¿Cuál es el idioma más difícil del mundo para ¿Lectura de labios?

Hay muchas cosas que no sabemos sobre la visión y la percepción del habla.

La lectura de labios tiene una atracción casi mística en la población auditiva. Los científicos informáticos invierten dinero en programas automatizados de lectura de labios, los científicos forenses lo estudian como una posible fuente de información criminal, Seinfeld basó un episodio completo en su posible (mal) uso en fiestas. Para los lingüistas, es un tema de estudio tremendamente controvertido y fluido. ¿Qué están mirando realmente los lectores de labios? ¿Qué tan precisa es la comprensión del habla sobre la base de las señales visuales solo? ¿Qué idioma, de las más de 6,000 lenguas distintas en el mundo, es el más difícil de leer?

 

Esta última pregunta, aunque aparentemente simple, resiste todo intento de responderla. Cada teoría se encuentra con muros de evidencia, la investigación es limitada e incluso la comprensión básica de qué es la lectura de labios, qué tan efectiva es y cómo funciona está cargada de puntos de vista conflictivos.
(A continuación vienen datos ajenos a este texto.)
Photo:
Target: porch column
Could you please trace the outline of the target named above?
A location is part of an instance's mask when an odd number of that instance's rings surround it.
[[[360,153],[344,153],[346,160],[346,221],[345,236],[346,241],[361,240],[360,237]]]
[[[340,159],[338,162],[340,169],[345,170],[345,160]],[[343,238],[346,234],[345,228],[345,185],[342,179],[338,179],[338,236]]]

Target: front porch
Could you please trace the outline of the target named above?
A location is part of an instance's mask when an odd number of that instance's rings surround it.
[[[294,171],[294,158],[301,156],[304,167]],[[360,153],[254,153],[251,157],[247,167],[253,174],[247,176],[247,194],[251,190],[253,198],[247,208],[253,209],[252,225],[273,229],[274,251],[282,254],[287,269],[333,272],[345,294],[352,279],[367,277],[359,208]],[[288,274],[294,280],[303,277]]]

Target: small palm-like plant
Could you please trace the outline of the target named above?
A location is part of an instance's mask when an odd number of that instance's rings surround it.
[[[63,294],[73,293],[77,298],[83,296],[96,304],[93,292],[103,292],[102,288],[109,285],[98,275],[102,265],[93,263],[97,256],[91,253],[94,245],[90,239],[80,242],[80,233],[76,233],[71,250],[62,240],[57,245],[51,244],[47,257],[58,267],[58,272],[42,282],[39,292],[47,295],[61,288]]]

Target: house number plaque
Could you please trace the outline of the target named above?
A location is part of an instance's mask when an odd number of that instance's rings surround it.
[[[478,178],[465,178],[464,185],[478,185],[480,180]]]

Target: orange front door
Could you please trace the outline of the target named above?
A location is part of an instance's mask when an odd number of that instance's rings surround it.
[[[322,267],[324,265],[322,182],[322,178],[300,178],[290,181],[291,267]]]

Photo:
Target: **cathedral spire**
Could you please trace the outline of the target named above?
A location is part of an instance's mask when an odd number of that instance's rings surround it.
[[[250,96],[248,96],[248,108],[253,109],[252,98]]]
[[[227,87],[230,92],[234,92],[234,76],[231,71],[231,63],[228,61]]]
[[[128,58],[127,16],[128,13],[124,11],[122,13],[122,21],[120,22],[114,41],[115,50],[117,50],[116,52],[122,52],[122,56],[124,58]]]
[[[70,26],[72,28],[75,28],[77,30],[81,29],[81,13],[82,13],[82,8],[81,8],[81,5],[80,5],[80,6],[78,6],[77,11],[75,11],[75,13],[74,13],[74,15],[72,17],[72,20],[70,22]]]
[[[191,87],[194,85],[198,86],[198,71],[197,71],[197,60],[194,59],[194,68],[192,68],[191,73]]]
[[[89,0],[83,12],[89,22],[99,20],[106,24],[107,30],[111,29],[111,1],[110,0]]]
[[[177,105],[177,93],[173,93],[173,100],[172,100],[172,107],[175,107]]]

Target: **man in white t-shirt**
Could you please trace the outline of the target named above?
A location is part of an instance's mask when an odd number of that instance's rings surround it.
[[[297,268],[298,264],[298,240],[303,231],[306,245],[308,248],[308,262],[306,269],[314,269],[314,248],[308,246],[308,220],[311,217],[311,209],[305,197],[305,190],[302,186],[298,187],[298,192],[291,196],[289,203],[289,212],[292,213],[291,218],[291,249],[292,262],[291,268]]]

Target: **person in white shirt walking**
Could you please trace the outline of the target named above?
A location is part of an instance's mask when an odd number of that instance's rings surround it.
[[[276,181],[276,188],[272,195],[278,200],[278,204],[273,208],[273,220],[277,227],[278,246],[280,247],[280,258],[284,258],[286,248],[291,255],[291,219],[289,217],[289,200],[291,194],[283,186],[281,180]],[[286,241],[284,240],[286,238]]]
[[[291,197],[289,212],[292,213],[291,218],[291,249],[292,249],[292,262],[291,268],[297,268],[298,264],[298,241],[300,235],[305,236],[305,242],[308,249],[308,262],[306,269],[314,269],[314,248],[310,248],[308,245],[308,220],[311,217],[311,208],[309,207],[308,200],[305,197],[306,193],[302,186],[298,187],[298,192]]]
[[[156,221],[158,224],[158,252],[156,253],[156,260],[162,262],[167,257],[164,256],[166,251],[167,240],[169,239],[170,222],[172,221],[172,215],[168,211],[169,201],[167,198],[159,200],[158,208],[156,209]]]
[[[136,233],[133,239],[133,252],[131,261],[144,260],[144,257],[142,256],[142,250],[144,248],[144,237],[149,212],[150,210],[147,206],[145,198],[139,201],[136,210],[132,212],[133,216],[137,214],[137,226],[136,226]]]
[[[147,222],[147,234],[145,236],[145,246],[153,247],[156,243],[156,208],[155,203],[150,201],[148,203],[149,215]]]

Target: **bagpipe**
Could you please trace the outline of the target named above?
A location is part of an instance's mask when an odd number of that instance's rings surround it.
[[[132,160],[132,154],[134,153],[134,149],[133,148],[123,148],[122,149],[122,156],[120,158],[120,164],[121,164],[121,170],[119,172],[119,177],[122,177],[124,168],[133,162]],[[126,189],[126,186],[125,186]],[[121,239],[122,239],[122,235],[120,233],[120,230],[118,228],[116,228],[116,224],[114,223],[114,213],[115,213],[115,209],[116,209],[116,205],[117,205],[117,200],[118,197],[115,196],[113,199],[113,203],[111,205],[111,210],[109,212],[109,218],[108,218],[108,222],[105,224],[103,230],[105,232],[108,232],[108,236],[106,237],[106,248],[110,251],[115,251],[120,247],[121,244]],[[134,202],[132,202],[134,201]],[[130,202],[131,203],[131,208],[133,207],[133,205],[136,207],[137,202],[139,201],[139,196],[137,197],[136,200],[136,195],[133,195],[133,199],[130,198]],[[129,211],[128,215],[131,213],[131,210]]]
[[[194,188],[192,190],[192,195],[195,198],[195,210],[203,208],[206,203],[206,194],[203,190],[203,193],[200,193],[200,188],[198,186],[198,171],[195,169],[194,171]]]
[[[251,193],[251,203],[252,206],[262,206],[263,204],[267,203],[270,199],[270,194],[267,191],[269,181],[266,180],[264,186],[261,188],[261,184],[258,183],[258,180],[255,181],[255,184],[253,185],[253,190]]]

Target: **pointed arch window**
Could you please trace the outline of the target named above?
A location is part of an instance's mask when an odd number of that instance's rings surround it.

Esta pregunta, francamente, es una pesadilla.

 


Cuando pensamos en leer los labios, generalmente estamos asumiendo que un lector de labios está operando en completo silencio, lo cual no es así, gracias a la popularidad y las mejoras técnicas en los implantes cocleares y los audífonos, A menudo el caso. Lector de labios profesional con sede en Seattle Consuelo González comenzó a perder la audición a una edad muy temprana, comenzando aproximadamente a las cuatro y media. “Durante un período de aproximadamente cuatro años se redujo a las listas”, dice ella. (Realizamos una entrevista por video chat, para que ella pudiera leer mis labios). Hoy está profundamente sorda y, sin audífonos, no oye ningún sonido. Con ellos, puede captar algunos sonidos ambientales, algo de tonalidad en el habla, pero no lo suficiente como para comprender lo que se le dice, sin verlo, eso es.

 

Resulta que todos hacemos un poco de lo que hace González, es decir, usamos lo que vemos para comprender lo que se nos dice, incluso si no podemos escucharlo bien. “Ya en los años 50, hubo estudios clásicos que mostraron que las personas son mejores para percibir el habla en presencia de ruido de fondo si se puede ver la cara del hablador”, dice Matthew Masapollo, quien estudia la percepción del habla en la Universidad de Boston. Existe una profunda conexión entre los sentidos auditivo y visual cuando se comprende el habla, aunque esta conexión apenas se entiende. Pero hay todo tipo de estudios extraños que muestran cuán conectada está la visión con la percepción del habla.

 

Tomemos el efecto McGurk, llamado así por el investigador que lo descubrió accidentalmente en la década de 1970. Digamos que hay un video de una persona que dice sílabas sin sentido: “gaga”, pero el audio se ha intercambiado con la misma persona que dice “baba”. Se les pide a los sujetos que vean el video e identifiquen qué sonido se está hablando. Curiosamente, la mayoría de la gente percibe, usando ojos y oídos, algo completamente diferente: “papá”. El efecto McGurk muestra cuán extrañamente unidos son el sonido y la imagen en la percepción del habla, pero no es el único estudio de este tipo, dice Masapollo.

 

Hay otro estudio en el que las personas que sostienen un tubo en la boca, forzando su boca a hacer una forma de “oh” u “ooh”, son mejores para leer ese sonido vocal cuando lo hablan otras personas, en comparación con las personas que no tienen tubos en la boca. Otra peculiaridad de la lectura de labios es que un par de sonidos vocálicos es más fácil de leer que otro, incluso cuando los “labios” son solo una especie de representación de una boca en un punto claro. ¿Convertir esa representación en un ligero ángulo? La peculiaridad se ha ido. Otro descubrió que es más fácil entender a alguien mientras mira un video de él hablando, incluso si la cara está borrosa o pixelada, tal vez algo relacionado con el movimiento o el ritmo de la cabeza.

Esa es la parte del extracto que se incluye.